(Además de las interesantes reflexiones del autor del artículo, que muestran graves errores de Valls, el hecho mismo de presentar 'Barcelona, ciudad europea' es una bajada de pantalones. Y empezar bajándose los pantalones, es un mal inicio que anuncia un peor final.
Valls es un patriota francés de los de 'Vive la France' a grito pelado, pero aquí convierte a Barcelona en una ciudad europea. No sea cosa que le acusen de 'españolista'. Esto apesta desde el principio.
Sugiero otro logo: 'Barcelona, ciudad mundial'. Que os den.)
MANUEL VALLS
La genuina operación Tabarnia,
que no otra cosa es el proyecto de alumbrar un contrapoder
institucional en Barcelona para enfrentarlo a la Generalitat rural y
asilvestrada bajo el liderazgo de alguien como Manuel Valls, se asienta,
por desgracia, sobre dos premisas en extremo precarias.
La primera,
determinante a la hora de promover la candidatura, parte de suponer que
la polarización de la sociedad catalana en dos comunidades escindidas
entre sí aún no sería lo bastante radical como para hacer inviable
cierto trasvase de votos entre los dos bloques en función de la calidad
de las ofertas electorales de cada uno de ellos.
La segunda, ésta acaso
achacable al limitado conocimiento directo que Valls posee de la
intrahistoria reciente de la ciudad, tiene que ver con la recuperación
de una herrumbrosa leyenda mítica, la de la pretendida modernidad
cosmopolita de Maragall, ajena en teoría al estrecho horizonte comarcal
que caracterizó al catalanismo hegemónico desde los tiempos de Pujol.
Como si Maragall hubiese encarnado algo por entero distinto y distante
de esa cosmovisión onanista que hoy representa el testaferro Torra.

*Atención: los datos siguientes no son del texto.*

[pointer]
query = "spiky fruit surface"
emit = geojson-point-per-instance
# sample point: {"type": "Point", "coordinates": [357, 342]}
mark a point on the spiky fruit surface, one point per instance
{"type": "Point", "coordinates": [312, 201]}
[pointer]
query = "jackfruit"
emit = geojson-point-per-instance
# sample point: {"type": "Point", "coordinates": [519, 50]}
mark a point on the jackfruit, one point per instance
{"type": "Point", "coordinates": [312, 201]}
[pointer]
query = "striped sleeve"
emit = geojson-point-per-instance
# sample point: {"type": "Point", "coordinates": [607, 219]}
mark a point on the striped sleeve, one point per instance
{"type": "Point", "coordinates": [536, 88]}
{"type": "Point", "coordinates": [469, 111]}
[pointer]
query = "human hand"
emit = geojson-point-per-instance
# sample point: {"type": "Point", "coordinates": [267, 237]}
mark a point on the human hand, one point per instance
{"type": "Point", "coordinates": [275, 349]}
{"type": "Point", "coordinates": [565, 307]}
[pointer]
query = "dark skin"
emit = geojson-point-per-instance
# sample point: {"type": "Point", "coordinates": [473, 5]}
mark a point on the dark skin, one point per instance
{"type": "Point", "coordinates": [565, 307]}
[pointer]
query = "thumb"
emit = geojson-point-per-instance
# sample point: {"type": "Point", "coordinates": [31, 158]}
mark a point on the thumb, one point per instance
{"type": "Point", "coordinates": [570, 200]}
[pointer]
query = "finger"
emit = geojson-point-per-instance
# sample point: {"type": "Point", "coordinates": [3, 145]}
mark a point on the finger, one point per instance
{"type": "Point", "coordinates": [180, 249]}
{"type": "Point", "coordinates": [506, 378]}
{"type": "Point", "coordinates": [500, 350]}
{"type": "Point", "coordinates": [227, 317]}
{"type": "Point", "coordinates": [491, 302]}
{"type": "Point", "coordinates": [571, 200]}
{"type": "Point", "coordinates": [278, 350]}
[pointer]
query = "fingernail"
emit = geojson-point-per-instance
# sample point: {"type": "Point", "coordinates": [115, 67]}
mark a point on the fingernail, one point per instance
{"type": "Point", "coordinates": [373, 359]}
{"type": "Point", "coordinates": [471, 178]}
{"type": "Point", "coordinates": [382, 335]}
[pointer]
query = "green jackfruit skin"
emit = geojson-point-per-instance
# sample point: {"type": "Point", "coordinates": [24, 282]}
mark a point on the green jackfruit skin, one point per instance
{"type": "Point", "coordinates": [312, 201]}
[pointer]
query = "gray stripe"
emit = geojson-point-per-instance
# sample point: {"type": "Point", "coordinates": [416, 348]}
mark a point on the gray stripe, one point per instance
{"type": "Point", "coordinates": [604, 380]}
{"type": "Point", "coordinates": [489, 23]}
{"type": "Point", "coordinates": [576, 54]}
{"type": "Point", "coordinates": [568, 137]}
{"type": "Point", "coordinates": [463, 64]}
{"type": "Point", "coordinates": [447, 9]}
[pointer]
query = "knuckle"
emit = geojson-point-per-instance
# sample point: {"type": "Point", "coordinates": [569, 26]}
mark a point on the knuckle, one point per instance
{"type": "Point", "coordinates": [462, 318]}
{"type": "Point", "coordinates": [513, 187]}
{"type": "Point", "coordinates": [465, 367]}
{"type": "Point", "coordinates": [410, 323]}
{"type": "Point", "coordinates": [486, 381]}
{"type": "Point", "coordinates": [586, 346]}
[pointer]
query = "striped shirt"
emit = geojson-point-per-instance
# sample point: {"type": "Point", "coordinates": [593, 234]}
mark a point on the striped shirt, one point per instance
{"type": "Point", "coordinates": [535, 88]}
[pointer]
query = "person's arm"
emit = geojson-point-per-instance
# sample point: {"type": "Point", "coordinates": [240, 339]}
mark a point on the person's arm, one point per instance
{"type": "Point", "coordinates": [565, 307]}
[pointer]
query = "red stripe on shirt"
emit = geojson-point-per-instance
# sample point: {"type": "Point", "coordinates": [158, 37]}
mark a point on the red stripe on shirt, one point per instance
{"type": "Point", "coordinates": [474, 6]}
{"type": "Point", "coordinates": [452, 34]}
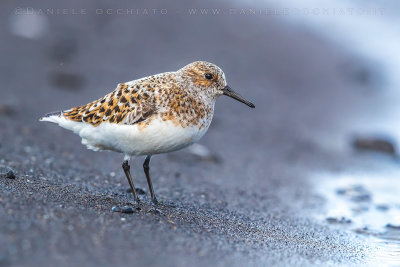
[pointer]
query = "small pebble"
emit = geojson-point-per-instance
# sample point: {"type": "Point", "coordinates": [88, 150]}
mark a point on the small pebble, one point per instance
{"type": "Point", "coordinates": [6, 172]}
{"type": "Point", "coordinates": [139, 191]}
{"type": "Point", "coordinates": [154, 211]}
{"type": "Point", "coordinates": [124, 209]}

Por desgracia, decía, ni la primera ni la segunda se compadecen con la realidad. Manuel Valls tal vez habría ganado la alcaldía hace tres años,
cuando todavía era posible, pese a todo, mantener la apariencia de
cierta civilidad compartida en Cataluña. Y es que en Barcelona, y desde
siempre, ha existido una masa crítica que aspira a que la ciudad no
acabe siendo eso que tanto parece hoy: un Sabadell con puerto de mar.
Y
esa gente, que es mucha, podría haber votado a un candidato dotado de su
perfil mundano frente a la anodina, desoladora mediocridad provincial
de la competencia. Hace tres años, sí, habría sido aún posible. Pero hoy
ya no. Ahora, en Cataluña solo se vota con los pies y con el estómago.

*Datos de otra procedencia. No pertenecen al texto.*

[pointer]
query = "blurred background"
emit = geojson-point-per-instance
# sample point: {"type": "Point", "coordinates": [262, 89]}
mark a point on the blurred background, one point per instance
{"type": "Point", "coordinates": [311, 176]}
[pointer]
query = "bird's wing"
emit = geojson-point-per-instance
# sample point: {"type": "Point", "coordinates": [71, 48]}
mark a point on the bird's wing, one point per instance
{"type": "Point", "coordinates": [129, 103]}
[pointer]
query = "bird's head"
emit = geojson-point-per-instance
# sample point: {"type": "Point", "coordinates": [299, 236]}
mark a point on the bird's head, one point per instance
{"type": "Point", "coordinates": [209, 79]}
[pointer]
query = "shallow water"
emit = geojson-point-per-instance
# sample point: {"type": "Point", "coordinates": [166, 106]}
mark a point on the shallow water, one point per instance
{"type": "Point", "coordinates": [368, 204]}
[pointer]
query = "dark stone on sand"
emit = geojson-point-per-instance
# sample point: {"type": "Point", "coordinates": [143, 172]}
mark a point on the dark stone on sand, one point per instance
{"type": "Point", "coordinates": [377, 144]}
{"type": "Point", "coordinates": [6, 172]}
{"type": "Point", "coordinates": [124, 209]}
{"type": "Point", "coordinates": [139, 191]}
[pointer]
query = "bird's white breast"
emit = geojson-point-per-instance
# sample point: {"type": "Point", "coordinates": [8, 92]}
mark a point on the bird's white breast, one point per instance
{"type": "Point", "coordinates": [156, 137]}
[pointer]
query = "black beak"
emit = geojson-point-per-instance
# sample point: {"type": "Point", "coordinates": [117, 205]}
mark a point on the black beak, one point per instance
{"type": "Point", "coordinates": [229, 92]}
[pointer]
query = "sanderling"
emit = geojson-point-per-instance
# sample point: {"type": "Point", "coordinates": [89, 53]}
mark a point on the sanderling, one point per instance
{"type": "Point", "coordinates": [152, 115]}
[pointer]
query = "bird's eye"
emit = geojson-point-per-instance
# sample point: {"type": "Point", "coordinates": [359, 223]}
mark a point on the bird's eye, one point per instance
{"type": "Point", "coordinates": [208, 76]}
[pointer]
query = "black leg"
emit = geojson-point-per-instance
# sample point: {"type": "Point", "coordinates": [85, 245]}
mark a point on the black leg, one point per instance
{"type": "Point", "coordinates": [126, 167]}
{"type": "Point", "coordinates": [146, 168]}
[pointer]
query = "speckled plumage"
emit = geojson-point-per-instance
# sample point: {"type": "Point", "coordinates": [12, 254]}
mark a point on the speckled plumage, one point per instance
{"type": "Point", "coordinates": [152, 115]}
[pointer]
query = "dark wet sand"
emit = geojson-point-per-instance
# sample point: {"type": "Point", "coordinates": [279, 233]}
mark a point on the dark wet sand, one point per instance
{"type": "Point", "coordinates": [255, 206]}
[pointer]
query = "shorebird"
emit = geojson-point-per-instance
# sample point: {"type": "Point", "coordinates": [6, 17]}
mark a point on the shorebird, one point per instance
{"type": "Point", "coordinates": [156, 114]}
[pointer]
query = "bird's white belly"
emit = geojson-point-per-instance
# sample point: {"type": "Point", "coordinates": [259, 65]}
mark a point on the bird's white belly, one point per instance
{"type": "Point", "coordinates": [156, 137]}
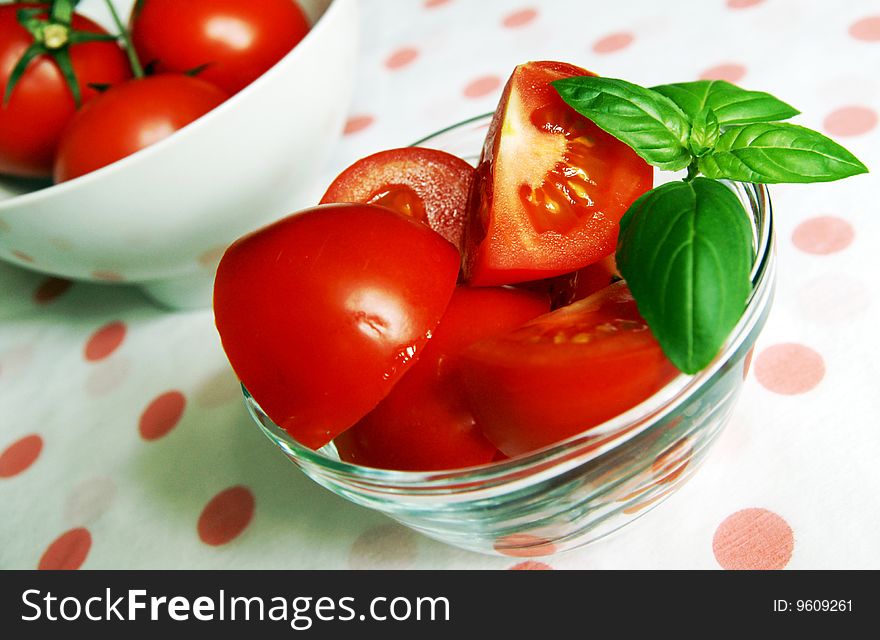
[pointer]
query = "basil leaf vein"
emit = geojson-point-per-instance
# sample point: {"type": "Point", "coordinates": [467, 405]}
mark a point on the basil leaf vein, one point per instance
{"type": "Point", "coordinates": [650, 123]}
{"type": "Point", "coordinates": [686, 251]}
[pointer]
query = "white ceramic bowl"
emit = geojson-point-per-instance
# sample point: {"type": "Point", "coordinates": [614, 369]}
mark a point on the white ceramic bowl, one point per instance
{"type": "Point", "coordinates": [162, 217]}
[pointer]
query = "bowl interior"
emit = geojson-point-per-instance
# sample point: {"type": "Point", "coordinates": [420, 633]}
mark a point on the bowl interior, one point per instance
{"type": "Point", "coordinates": [465, 140]}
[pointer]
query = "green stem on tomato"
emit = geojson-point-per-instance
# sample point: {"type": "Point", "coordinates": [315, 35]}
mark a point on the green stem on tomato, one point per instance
{"type": "Point", "coordinates": [62, 11]}
{"type": "Point", "coordinates": [136, 67]}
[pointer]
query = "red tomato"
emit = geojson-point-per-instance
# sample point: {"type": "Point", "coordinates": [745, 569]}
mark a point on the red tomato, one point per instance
{"type": "Point", "coordinates": [41, 103]}
{"type": "Point", "coordinates": [321, 313]}
{"type": "Point", "coordinates": [551, 186]}
{"type": "Point", "coordinates": [571, 287]}
{"type": "Point", "coordinates": [426, 184]}
{"type": "Point", "coordinates": [238, 40]}
{"type": "Point", "coordinates": [131, 117]}
{"type": "Point", "coordinates": [564, 373]}
{"type": "Point", "coordinates": [425, 424]}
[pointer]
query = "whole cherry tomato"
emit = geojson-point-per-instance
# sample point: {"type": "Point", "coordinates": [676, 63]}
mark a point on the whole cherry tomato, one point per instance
{"type": "Point", "coordinates": [41, 104]}
{"type": "Point", "coordinates": [130, 117]}
{"type": "Point", "coordinates": [233, 41]}
{"type": "Point", "coordinates": [321, 314]}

Con los pies y con el estómago. Con nada más. Ni presentando al mejor
candidato del mundo, pues, ninguno de los dos bloques conseguiría algo
más que trasvases internos de apoyos entre las distintas siglas que
integran cada uno de ellos. Hoy, constitucionalismo y catalanismo o
separatismo (son sinónimos) constituyen bloques monolíticos y sin
fisuras, compartimentos estancos por completo impermeables a las
filtraciones procedentes del contrario.
Diga lo que diga, prometa lo que prometa y reivindique a quien reivindique, ni un solo catalanista votará a Valls.

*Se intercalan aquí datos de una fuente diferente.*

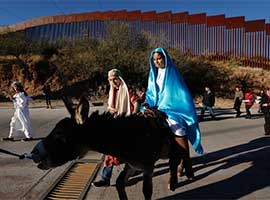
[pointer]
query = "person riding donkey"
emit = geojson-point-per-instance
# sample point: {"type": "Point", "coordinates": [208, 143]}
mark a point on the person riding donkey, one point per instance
{"type": "Point", "coordinates": [120, 102]}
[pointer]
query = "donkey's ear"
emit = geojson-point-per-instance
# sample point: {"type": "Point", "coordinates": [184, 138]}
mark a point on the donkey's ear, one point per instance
{"type": "Point", "coordinates": [82, 110]}
{"type": "Point", "coordinates": [69, 105]}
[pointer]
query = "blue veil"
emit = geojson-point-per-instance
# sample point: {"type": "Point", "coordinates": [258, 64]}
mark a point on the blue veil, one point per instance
{"type": "Point", "coordinates": [174, 99]}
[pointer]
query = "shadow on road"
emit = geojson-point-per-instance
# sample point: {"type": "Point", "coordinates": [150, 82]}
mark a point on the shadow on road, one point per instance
{"type": "Point", "coordinates": [247, 181]}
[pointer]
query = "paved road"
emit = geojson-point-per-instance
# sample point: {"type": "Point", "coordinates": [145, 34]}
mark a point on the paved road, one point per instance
{"type": "Point", "coordinates": [235, 164]}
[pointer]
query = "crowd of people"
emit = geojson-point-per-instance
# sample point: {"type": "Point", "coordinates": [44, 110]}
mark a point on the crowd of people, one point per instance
{"type": "Point", "coordinates": [166, 91]}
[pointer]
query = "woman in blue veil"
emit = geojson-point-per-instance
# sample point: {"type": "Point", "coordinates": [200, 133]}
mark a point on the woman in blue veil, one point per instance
{"type": "Point", "coordinates": [168, 92]}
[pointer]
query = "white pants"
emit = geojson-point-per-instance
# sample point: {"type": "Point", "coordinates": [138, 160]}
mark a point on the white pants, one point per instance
{"type": "Point", "coordinates": [17, 125]}
{"type": "Point", "coordinates": [177, 128]}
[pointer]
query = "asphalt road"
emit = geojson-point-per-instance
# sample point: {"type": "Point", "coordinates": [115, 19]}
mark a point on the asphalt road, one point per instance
{"type": "Point", "coordinates": [235, 164]}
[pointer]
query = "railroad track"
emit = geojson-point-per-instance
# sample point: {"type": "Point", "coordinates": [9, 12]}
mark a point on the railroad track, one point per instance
{"type": "Point", "coordinates": [74, 182]}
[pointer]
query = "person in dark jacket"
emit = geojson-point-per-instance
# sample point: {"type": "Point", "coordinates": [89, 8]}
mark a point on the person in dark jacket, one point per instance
{"type": "Point", "coordinates": [208, 102]}
{"type": "Point", "coordinates": [265, 103]}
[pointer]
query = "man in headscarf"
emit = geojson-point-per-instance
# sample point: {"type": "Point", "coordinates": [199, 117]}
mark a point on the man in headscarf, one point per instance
{"type": "Point", "coordinates": [118, 104]}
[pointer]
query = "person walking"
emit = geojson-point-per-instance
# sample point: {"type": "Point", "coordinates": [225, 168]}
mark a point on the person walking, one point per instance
{"type": "Point", "coordinates": [265, 103]}
{"type": "Point", "coordinates": [249, 99]}
{"type": "Point", "coordinates": [238, 97]}
{"type": "Point", "coordinates": [208, 102]}
{"type": "Point", "coordinates": [20, 122]}
{"type": "Point", "coordinates": [167, 92]}
{"type": "Point", "coordinates": [118, 104]}
{"type": "Point", "coordinates": [47, 94]}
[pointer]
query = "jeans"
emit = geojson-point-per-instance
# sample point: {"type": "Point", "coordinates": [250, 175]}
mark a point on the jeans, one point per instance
{"type": "Point", "coordinates": [209, 108]}
{"type": "Point", "coordinates": [107, 173]}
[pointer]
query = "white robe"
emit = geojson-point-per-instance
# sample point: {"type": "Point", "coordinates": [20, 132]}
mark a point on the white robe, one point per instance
{"type": "Point", "coordinates": [21, 119]}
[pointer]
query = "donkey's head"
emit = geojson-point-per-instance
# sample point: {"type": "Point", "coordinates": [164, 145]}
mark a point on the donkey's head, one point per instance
{"type": "Point", "coordinates": [65, 142]}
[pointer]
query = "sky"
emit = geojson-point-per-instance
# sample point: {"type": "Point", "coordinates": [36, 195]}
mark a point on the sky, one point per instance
{"type": "Point", "coordinates": [15, 11]}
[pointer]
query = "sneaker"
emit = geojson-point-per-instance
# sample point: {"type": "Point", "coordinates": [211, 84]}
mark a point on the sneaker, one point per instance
{"type": "Point", "coordinates": [28, 139]}
{"type": "Point", "coordinates": [8, 139]}
{"type": "Point", "coordinates": [101, 183]}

Ni uno solo. Y viceversa. Esas realidades tan ingratas, en la Cataluña
actual conviene traerlas sabidas de casa, más que nada para evitar luego
frustraciones de última hora. De ahí que vindicar a estas alturas la
herencia política de ese apellido vacío, Maragall, tras el que nunca
hubo nada salvo una pretenciosa pose entre arrogante y huera, no lleve a
ninguna parte.
A fin de cuentas, si a alguien se parecía Maragall era a
su hermano Ernest, que no por casualidad fue siempre su mano derecha en
el gobierno de la ciudad. Maragall tuvo buena prensa porque supo
pagarla. Conocía, quizá su mejor virtud política, el gran secreto de los
intelectuales, a saber, que nada les conmueve espiritualmente más que
un talón al portador. De ahí el mito de papel que aún hoy, tantos años
después, algún Madrid papanata sigue comprando. Maragall, como su
hermano Ernest, como su amigo íntimo Rubert de Ventós, como su asesor
áulico Ferran Mascarell, como la práctica totalidad de sus
colaboradores, sería hoy un separatista más. Seguro. Valls aún está a
tiempo de separarse de ese espectro.